Numerical features of feature processing

Feature category

Common feature types include: numerical feature, category feature, sequence feature, k-v feature, embedding feature, cross feature, etc.

1. Numerical characteristics

Numerical features are the most common, such as some statistical features: ctr, click_num, etc. in different business scenarios, the amount of numerical features is different. Numerical features can be divided into two categories from the way of obtaining features:

  • One is the basic statistical characteristics
  • One is to calculate the composite features of output according to certain rules according to business scenarios

Usually, composite features contain more information and are more effective. The common processing methods of numerical characteristics are summarized below.

1.1 characteristic barrel separation

For continuous statistical features such as hits, likes and collections, direct coding will cause a great waste of coding space. Therefore, divide buckets first, and the features in the same bucket share a coding index, which can not only reduce the coding space, but also realize the efficient processing of features. In this way, the continuous features are mapped into N buckets and one hot coding is carried out directly, which is simple and convenient.
Bucket division rule: that is, the determination of bucket division threshold. If the bucket division threshold is set unreasonably, some features will be concentrated in several buckets, which will greatly reduce the discrimination of features

  1. Equally spaced barrels. However, two points need to be paid attention to in this way:
    • Whether the numerical distribution of this feature is average, if the long tail is serious, it is obviously unreasonable;
    • Whether the feature outliers have a great impact on barrel division. For example, the maximum value of a fault in the hits will directly squeeze other features into the front barrel, while the back barrel is very sparse.
  2. Equal frequency bucket Division: first make statistics on the equal points of the data, and then roughly determine the bucket division threshold according to the situation of each characteristic equal point.
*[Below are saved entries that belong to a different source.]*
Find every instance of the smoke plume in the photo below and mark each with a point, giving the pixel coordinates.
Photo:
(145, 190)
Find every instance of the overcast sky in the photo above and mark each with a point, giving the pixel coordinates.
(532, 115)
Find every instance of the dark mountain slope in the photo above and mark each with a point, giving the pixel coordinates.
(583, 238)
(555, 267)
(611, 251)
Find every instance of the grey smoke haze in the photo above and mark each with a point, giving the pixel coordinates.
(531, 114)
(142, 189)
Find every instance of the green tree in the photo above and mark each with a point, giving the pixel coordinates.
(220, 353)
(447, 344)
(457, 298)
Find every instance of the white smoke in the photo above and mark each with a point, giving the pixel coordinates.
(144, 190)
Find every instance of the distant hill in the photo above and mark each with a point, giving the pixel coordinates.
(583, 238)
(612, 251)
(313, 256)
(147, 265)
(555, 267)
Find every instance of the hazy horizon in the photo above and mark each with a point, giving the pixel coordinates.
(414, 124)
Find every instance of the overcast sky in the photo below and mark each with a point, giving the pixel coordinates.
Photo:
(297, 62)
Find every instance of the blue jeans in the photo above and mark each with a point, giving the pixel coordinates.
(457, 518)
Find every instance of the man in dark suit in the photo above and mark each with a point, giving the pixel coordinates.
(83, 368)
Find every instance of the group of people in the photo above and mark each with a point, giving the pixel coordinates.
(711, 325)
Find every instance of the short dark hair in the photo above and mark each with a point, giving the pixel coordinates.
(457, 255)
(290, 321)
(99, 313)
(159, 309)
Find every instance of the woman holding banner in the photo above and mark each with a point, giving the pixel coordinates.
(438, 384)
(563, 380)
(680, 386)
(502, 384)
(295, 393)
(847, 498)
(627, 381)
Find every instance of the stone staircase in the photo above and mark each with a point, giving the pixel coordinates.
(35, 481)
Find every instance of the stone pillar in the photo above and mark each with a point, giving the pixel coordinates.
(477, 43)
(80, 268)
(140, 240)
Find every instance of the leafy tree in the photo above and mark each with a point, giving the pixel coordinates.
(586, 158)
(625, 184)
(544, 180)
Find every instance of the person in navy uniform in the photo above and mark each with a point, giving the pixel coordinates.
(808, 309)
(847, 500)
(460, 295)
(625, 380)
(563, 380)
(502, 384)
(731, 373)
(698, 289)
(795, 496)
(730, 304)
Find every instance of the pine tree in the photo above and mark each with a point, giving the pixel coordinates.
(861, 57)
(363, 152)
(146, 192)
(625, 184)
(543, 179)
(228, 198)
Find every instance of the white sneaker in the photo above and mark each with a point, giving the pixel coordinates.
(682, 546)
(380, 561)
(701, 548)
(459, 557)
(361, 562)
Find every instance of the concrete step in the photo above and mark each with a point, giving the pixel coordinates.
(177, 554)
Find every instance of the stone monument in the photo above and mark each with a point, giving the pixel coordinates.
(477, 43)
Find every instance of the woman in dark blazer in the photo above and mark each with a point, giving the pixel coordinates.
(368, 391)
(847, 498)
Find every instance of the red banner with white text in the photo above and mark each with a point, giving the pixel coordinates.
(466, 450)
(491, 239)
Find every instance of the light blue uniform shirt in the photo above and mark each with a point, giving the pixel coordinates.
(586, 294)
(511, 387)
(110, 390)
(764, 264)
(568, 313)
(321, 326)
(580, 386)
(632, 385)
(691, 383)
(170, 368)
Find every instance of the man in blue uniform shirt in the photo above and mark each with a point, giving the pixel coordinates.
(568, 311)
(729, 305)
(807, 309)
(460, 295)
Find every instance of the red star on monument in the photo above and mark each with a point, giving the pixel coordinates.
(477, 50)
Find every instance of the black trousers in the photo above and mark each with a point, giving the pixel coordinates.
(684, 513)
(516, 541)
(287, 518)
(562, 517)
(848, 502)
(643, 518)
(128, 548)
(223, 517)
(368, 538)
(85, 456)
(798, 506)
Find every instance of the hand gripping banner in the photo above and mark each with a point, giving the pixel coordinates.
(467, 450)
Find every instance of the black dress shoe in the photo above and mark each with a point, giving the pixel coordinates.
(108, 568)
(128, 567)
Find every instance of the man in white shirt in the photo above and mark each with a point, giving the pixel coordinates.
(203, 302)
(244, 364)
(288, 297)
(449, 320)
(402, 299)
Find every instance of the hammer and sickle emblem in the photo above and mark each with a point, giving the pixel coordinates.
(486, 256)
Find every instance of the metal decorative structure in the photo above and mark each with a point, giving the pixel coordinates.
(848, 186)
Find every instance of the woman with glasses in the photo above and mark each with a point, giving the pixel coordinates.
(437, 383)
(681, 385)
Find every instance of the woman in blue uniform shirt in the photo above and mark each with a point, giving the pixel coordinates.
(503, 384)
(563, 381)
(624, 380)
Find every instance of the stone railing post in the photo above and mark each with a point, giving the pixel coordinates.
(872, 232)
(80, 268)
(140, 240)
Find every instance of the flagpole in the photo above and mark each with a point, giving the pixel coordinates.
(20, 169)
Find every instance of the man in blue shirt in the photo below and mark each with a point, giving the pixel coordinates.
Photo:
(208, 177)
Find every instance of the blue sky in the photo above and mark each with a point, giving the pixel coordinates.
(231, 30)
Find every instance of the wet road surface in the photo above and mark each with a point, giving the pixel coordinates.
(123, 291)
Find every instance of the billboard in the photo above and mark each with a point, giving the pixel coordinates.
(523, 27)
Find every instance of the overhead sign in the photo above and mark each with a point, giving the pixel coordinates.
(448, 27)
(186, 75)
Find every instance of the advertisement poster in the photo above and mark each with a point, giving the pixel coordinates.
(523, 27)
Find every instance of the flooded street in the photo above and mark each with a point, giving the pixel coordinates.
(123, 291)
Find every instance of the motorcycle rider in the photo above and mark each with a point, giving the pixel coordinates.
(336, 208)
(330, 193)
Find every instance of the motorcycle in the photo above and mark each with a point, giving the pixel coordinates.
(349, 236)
In this way, the following two principles can be basically guaranteed:
    • The characteristic magnitude in each bucket is similar
    • The features in each barrel have a certain degree of discrimination

1.2 feature truncation

Outliers may appear in features, which may directly affect the results after feature processing. In this case, using feature truncation and removing outliers can improve the accuracy of features. Truncation involves outlier detection.

1.3 data smoothing

For ratio features, the feature value calculated by the small denominator is more unstable and has low confidence. At this time, it is necessary to smooth the data to make it closer to the real value.

  • wilson smoothing
    For example, for ctr features, there are three case s:
    • case1: exposure 100, click 3
    • case2: exposure 10000, click 300
    • case3: exposure 100000, click 3000

Obviously, the ctr calculated by case3 will be closer to the real value because the exposure base is large enough; The value calculated by case1 is the most unstable. With one more click, the ctr becomes 4%. Therefore, it is necessary to smooth case1 and case2.
This value can be corrected by using wilson smoothing, and its calculation formula is as follows:

  • Bayesian smoothing

1.4 data standardization

  • Maximum and minimum standardization
  • z-score standardization

2. Basic knowledge of barrel separation

2.1 p quantile

The statistical quadrant is a function

In principle, p can take any value between 0 and 1, but there is a quartile that is more famous in p quantile. The so-called quartile; That is, the values are arranged from small to large and divided into quartiles. The values at the three dividing points are quartiles. Namely: p=0.25, 0.5, 0.75

Method for determining the position of p quantile:
Method 1: pos = (n+1) * p
Method 2: pos = 1+ (n-1)*p

Implementation: through the quantile function in pandas
Function form:

DataFrame.quantile(q=0.5, axis=0, numeric_only=True, interpolation='linear')

Parameters:

  • q: float or array-like,the quantile(s) to compute
  • axis:0,1, 'index' and 'columns', where 0,' index 'is row wise statistics and 1,' columns' is column wise
  • numeric_only: if False, the quantile of datetime and timedelta data will also be calculated.
  • Interpolation:
    • Linear linear interpolation: i+(j-i)* fraction,fraction is the fractional part of the calculated pos
    • lower: i
    • higher: j
    • nearest: i or j whichever is nearest
    • midpoint : (i+j)/2
df = pd.DataFrame(np.array([[1, 1], [2, 10], [3, 100], [4, 100]]),
                  columns=['a', 'b'])
print(df.quantile(0.1))
# Columns of self and the values are the quantities
a    1.3
b    3.7
# Calculation logic: pos = 1 + (4 - 1)*0.1 = 1.3, fraction = 0.3, ret = 1 + (2 - 1) * 0.3 = 1.3
print(df.quantile([0.2, 0.5]))
# Return value: index is Q, the columns are the columns of self, and the values are the quantities
       a     b
0.2  1.6   6.4
0.5  2.5  55.0

2.2 equal width / equal frequency bucket division strategy:

Equal frequency bucket, also known as bucket by quantile, can be realized through pandas Library in order to calculate quantile and map data to quantile box.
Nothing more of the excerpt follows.